Praise for Twisted Tales Events

'In the past few years Twisted Tales has become a major force in the promotion and appreciation of horror fiction. As well as putting on author readings and signings at bookshops it has expanded into organising larger events, bringing authors and critics together for discussions of the field. I've been involved in quite a few of both and have found them hugely enjoyable and stimulating - I believe the audiences did as well. May Twisted Tales continue to grow and prosper! If you love the field, support them! I do.' - Ramsey Campbell

‘Twisted Tales consistently produce well-organised events for writers and readers of horror. What really distinguishes Twisted Tales for me is the intelligent themes and investigations they pursue, and the high quality of the discussions they always stimulate. As an author I've been invited to three of their events and have been pleasantly startled, to near shocked, by the attendance levels - two out of three were even sold out. I salute anyone who contributes so much to the literary and cultural life of horror fiction.’- Adam Nevill

'Twisted Tales events are wonderful... a great way of promoting 21st century horror fiction. Supported by Waterstone's Liverpool One and really well organised, Twisted Tales brings together established names in the genre as well as new voices and of course readers. Looking forward to much more to come...' - Alison J. Littlewood

Monday, 4 July 2011

"Nightbreed" by Clive Barker

Movies change; and change; and change. The images that first play on the screen in the inside of your skull as you set pen to paper are subject to constant reconfiguration. First you cast the faces to go with the characters, and costume them, and make them up; then the actors have their own embellishments to the dialogue, and the lighting cameraman has his contribution, and the set dresser his, and so on and so forth. But that’s only the beginning. The image, though fixed on celluloid, is still malleable in countless ways. The editor, placing one action beside another, can change the significance of each; can re-order dialogue, making new sense of old ideas. The optical effects men may create paintings that will put cities where there were none before, and just as magically remove them. The labs can make noon into twilight, or vice versa. Then, sound: another world of significance, transforming the way we perceive the picture on the screen; and music, to signal our responses.

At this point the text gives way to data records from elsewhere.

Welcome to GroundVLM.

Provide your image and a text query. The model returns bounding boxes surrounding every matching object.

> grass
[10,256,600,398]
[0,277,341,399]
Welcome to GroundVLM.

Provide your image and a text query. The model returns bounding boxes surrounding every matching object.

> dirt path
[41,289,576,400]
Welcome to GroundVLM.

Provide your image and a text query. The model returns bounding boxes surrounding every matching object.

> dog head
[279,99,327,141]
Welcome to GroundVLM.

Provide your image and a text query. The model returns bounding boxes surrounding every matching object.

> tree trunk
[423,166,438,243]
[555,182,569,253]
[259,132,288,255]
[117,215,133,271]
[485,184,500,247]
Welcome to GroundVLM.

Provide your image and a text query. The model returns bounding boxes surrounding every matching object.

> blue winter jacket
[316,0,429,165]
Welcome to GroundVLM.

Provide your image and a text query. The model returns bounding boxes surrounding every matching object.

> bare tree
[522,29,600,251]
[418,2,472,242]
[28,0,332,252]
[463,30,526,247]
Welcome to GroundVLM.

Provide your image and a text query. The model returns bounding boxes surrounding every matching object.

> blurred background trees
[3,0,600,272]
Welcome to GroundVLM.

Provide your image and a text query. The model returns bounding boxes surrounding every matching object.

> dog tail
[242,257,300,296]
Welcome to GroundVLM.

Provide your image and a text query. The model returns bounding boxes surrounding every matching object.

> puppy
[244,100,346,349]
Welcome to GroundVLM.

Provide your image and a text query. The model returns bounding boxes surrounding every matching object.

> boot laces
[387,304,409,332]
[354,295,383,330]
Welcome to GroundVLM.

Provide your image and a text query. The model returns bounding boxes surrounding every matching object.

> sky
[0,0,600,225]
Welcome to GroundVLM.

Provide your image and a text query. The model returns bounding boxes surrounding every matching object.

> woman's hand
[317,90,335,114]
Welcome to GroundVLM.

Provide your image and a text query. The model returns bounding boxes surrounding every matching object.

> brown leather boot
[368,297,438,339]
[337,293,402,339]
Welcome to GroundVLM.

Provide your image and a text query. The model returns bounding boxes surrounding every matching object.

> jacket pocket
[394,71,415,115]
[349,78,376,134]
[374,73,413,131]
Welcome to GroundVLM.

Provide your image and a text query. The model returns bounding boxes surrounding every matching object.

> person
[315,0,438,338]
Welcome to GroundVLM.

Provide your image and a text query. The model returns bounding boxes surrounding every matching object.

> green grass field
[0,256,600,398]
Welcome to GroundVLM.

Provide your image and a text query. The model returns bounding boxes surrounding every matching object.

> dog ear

What at first may seem the most immutable of media is in fact a world of possibilities, capable of being transformed at dozens of stages on its way from screenplay to screen. 

As both a writer and a director I am involved in the full spectrum of these processes. Inevitably, during the long, long trail from word to premiere, spirits soar and dive, ideas one day seeming God-given and the next rejected as hellish; decisions becoming badges of honour or yokes.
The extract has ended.